Rising Pressure from Activists
Elliott Investment Management, an activist investor, has been pushing Starbucks to conduct a thorough review of its Chinese operations. The move mirrors strategies used by other Western chains like McDonald's and Yum! Brands, which sold stakes in their Chinese businesses to local investors, enhancing growth and catering to regional preferences.
China: A Key Market
China is Starbucks' second-largest market, generating approximately $3 billion in revenue last fiscal year. Despite growing its store count by 12%, the company faces increasing challenges. The competitive landscape is described as extreme by Starbucks CEO Brian Niccol, who also highlighted tough macroeconomic conditions in the region. Niccol is evaluating ways to expand in China, with a focus on forming strategic partnerships to secure long-term growth.
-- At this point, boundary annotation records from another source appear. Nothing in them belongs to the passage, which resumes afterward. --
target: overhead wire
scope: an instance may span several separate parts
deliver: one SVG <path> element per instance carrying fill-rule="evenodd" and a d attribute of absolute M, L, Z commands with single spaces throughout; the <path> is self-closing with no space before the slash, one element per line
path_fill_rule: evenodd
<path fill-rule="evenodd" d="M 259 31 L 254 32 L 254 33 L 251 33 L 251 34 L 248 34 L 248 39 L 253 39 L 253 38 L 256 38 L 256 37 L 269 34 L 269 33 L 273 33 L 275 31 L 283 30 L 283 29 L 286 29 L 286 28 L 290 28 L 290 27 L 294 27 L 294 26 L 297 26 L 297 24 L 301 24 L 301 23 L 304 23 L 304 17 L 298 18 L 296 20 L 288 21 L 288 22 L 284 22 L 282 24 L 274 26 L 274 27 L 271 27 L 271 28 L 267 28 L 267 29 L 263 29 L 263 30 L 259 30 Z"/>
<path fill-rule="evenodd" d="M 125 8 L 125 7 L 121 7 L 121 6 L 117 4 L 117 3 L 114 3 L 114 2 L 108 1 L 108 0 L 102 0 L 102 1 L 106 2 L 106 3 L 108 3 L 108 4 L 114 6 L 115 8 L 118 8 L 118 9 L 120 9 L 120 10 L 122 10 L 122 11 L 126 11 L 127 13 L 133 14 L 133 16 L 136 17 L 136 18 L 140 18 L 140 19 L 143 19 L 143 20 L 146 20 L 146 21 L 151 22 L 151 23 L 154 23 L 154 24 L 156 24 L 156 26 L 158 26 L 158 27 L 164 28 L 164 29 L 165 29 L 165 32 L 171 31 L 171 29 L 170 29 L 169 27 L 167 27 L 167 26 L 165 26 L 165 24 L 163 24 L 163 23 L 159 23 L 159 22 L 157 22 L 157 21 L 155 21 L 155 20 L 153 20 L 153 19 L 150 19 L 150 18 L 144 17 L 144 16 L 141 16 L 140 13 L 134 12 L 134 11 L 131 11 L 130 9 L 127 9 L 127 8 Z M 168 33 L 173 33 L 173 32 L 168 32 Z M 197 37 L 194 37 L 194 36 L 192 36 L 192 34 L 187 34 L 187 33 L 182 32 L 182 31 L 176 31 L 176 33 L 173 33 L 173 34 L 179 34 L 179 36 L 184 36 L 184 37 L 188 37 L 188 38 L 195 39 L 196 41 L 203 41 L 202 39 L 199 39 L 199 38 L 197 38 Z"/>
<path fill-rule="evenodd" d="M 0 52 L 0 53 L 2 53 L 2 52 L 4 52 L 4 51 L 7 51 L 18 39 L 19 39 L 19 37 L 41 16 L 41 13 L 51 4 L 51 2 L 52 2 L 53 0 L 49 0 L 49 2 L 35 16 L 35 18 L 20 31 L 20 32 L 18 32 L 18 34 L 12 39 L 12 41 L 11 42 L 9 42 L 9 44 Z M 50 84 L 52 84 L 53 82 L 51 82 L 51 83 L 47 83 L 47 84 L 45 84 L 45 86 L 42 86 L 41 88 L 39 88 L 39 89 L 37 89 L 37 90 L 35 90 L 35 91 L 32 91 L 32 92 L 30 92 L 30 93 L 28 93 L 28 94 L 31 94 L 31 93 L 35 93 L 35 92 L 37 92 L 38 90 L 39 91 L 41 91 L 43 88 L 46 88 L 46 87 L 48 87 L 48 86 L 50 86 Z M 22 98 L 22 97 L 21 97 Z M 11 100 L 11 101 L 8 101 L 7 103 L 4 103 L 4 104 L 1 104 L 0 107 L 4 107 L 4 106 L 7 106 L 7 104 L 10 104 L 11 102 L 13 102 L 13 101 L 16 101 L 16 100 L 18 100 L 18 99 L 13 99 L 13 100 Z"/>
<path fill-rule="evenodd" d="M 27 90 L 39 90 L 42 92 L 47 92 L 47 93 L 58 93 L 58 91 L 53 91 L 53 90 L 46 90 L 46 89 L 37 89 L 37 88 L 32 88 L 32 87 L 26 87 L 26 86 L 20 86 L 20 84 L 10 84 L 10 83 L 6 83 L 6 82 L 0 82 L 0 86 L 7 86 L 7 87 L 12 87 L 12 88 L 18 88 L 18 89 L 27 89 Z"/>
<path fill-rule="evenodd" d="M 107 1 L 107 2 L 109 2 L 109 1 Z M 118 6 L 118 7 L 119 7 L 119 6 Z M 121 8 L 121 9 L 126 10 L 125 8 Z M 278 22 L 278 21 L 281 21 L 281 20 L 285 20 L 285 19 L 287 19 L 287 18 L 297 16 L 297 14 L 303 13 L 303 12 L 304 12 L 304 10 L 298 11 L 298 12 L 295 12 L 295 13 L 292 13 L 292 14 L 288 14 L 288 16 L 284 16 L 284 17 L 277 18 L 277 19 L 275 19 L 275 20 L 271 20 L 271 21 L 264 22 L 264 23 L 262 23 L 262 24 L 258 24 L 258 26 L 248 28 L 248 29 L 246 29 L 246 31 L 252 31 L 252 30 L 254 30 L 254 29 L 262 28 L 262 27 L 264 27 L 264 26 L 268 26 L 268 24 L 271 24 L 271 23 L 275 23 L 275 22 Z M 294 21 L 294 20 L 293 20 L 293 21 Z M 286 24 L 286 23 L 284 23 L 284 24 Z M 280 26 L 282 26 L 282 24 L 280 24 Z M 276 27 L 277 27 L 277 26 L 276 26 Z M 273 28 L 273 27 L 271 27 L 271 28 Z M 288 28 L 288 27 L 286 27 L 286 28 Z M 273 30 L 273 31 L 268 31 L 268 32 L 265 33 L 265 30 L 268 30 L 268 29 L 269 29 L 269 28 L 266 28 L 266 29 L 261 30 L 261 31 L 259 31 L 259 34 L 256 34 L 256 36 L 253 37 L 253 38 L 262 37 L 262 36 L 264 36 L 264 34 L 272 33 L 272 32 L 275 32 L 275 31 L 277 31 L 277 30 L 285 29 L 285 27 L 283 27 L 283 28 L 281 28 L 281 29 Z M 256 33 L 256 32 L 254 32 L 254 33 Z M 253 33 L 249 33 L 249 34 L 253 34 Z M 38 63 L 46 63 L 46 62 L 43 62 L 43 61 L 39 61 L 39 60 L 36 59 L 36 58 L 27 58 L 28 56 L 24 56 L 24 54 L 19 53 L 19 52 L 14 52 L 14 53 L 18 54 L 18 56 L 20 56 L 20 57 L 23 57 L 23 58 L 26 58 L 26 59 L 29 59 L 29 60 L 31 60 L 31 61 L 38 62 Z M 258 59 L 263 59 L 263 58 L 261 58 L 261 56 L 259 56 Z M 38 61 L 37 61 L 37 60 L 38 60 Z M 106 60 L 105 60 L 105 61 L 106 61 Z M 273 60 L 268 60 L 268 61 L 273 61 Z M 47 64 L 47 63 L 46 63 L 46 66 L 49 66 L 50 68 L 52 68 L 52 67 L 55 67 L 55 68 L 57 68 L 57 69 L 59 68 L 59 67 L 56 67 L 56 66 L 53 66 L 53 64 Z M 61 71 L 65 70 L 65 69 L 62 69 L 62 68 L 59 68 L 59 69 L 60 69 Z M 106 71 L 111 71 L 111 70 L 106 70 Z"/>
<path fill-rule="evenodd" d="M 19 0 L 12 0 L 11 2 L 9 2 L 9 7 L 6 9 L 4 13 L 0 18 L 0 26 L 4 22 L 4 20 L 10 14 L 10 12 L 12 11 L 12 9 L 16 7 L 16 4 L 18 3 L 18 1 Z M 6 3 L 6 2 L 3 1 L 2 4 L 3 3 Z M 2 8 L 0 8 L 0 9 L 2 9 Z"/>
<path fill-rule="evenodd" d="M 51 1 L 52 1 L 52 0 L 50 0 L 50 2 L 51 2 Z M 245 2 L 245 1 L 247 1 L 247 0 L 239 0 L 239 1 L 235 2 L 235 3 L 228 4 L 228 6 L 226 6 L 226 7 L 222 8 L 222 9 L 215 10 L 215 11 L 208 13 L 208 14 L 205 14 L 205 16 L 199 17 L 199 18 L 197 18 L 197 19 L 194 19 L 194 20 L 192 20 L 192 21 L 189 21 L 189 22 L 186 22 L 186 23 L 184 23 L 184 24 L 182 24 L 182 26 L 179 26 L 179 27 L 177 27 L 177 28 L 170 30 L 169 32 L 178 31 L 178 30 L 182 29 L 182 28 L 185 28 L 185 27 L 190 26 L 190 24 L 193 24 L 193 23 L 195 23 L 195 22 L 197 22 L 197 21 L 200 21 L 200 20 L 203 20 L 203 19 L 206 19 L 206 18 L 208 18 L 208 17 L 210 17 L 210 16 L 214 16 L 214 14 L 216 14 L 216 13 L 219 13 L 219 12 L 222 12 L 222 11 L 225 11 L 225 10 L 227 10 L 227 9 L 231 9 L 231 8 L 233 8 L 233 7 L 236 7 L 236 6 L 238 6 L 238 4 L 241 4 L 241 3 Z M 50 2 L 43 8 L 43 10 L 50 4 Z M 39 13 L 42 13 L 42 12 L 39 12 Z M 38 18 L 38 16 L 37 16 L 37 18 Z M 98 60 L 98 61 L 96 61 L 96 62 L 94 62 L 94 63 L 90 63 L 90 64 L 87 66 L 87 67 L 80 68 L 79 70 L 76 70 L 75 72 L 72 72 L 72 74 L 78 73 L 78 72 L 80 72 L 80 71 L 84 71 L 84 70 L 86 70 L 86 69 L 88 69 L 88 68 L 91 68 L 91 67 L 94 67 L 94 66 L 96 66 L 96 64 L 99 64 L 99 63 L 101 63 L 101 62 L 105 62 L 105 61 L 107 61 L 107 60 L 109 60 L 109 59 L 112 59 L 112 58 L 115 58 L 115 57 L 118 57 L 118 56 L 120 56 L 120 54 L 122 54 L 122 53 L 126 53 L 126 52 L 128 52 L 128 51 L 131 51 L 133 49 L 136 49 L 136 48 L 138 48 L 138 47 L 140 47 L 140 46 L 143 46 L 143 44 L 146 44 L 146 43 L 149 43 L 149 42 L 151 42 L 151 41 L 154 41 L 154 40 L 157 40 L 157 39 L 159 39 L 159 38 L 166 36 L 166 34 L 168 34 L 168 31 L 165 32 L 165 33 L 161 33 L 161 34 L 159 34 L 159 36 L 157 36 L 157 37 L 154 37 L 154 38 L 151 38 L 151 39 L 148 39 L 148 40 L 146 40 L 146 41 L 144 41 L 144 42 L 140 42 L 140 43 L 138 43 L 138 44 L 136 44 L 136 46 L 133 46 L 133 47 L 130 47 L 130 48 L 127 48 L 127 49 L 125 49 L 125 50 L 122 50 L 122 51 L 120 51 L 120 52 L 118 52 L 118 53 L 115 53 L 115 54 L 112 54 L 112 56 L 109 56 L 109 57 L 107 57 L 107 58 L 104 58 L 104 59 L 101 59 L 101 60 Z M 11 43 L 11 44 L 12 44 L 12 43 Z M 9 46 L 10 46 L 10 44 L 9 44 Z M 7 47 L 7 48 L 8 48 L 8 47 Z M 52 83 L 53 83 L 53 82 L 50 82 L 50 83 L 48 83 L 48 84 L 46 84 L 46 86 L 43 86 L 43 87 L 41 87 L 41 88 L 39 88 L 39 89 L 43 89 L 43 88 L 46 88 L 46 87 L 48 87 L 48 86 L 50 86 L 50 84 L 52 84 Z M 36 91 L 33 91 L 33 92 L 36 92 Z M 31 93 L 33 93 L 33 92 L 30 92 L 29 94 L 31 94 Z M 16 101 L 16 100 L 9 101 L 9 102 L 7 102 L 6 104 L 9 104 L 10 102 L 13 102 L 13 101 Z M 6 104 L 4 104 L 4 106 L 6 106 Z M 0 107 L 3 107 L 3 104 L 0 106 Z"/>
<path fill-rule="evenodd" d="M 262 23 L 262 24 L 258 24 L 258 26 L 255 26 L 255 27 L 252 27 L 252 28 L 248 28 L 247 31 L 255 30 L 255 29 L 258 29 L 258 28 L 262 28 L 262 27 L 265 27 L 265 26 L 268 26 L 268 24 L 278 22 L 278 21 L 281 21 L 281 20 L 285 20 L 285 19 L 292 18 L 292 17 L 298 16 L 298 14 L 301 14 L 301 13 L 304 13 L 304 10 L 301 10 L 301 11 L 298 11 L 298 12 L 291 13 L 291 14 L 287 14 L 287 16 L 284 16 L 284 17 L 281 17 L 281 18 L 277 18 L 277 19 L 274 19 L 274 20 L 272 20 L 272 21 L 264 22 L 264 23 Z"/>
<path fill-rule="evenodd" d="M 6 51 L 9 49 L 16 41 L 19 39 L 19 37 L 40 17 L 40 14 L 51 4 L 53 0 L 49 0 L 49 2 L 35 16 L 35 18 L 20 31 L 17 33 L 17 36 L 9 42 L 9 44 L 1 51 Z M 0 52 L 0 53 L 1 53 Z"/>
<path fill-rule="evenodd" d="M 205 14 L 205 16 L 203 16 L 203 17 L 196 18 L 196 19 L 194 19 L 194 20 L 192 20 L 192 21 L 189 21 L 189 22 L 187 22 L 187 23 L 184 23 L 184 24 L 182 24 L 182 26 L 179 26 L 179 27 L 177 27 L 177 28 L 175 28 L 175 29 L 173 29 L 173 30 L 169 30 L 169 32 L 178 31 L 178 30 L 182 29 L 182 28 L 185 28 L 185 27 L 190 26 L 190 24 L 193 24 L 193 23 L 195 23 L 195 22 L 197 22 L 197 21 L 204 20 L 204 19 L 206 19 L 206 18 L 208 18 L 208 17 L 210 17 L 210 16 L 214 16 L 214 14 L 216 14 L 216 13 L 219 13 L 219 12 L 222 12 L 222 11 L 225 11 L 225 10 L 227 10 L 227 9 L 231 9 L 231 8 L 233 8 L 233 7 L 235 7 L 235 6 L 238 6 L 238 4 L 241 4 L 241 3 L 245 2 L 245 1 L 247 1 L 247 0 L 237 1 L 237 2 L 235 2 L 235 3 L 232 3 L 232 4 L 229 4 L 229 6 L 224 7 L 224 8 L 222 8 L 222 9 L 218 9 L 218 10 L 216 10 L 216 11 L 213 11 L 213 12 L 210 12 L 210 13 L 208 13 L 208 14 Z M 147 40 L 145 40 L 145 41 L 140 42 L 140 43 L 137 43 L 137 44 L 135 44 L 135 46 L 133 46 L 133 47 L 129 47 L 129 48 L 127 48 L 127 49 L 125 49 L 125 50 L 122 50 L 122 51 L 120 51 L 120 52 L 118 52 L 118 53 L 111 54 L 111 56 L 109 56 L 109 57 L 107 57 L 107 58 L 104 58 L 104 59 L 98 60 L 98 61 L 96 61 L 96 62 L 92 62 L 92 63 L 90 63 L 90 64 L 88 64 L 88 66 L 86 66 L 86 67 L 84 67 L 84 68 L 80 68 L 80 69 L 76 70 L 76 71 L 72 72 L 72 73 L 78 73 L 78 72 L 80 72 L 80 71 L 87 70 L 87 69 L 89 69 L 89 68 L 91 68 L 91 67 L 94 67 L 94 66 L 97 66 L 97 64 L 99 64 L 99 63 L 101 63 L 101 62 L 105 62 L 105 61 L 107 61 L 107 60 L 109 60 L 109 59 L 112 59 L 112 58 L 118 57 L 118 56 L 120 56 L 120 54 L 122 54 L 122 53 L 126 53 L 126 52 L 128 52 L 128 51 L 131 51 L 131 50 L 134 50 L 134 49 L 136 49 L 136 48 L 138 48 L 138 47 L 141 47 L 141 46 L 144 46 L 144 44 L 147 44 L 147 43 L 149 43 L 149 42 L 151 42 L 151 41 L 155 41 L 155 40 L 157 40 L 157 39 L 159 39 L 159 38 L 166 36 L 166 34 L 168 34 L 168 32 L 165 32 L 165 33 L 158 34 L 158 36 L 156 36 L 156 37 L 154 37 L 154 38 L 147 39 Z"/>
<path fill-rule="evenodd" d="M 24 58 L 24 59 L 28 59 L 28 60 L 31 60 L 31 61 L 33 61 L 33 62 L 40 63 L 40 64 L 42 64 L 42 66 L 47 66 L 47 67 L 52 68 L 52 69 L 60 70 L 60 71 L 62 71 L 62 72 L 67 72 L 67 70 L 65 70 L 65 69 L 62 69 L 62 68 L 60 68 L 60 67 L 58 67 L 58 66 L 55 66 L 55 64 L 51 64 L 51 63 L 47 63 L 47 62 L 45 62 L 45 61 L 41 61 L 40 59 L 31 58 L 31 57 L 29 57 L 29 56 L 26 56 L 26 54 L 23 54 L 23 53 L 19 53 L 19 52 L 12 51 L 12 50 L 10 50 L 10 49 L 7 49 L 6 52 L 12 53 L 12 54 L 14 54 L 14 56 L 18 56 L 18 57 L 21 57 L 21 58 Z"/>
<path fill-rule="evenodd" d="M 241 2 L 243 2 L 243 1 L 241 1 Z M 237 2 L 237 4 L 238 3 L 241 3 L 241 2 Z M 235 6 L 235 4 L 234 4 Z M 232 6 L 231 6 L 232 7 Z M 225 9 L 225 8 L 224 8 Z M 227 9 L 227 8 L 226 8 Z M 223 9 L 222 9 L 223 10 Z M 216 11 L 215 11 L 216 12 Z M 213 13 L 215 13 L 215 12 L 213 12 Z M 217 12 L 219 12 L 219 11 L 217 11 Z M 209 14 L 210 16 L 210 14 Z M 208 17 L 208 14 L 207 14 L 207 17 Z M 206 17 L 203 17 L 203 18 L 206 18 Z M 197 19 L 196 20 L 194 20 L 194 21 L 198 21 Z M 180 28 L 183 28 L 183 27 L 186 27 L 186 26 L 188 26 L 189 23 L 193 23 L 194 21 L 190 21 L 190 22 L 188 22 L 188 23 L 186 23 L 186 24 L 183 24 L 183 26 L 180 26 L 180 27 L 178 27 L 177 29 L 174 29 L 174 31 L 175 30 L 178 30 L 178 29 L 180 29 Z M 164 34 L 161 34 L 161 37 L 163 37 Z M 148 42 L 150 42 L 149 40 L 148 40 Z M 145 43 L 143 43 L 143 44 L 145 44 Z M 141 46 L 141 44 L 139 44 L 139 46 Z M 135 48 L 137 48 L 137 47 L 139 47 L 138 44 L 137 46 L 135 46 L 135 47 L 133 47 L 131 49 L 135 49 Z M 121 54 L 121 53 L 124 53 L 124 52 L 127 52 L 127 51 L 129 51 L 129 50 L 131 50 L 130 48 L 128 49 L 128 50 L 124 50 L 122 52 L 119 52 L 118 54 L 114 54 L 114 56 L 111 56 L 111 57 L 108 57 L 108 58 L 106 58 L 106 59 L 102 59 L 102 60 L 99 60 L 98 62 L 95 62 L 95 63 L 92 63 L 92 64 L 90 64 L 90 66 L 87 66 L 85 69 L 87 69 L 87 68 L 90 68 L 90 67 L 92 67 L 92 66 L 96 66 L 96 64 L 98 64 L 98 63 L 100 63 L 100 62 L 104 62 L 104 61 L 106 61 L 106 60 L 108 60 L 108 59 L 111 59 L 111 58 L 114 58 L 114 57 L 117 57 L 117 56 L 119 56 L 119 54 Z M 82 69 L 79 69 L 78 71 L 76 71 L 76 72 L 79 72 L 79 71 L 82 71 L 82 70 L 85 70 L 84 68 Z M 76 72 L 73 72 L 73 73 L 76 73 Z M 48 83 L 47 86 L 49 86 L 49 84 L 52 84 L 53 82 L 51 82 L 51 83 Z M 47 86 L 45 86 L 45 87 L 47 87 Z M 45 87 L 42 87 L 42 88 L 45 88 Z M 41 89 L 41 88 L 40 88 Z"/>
Partnering with local players has become a common route for Western chains in China. Yum sold a stake in its Chinese operations to Primavera Capital in 2016, and McDonald's followed in 2017, selling a controlling interest in its China and Hong Kong businesses for $1.7 billion to a group led by Citic Ltd., a state-backed conglomerate.
Conclusion
As Starbucks navigates the challenging Chinese market, a strategic partnership or partial stake sale could be key to sustaining growth. However, the company must tread carefully to balance short-term gains with its long-term vision for one of its most important global markets.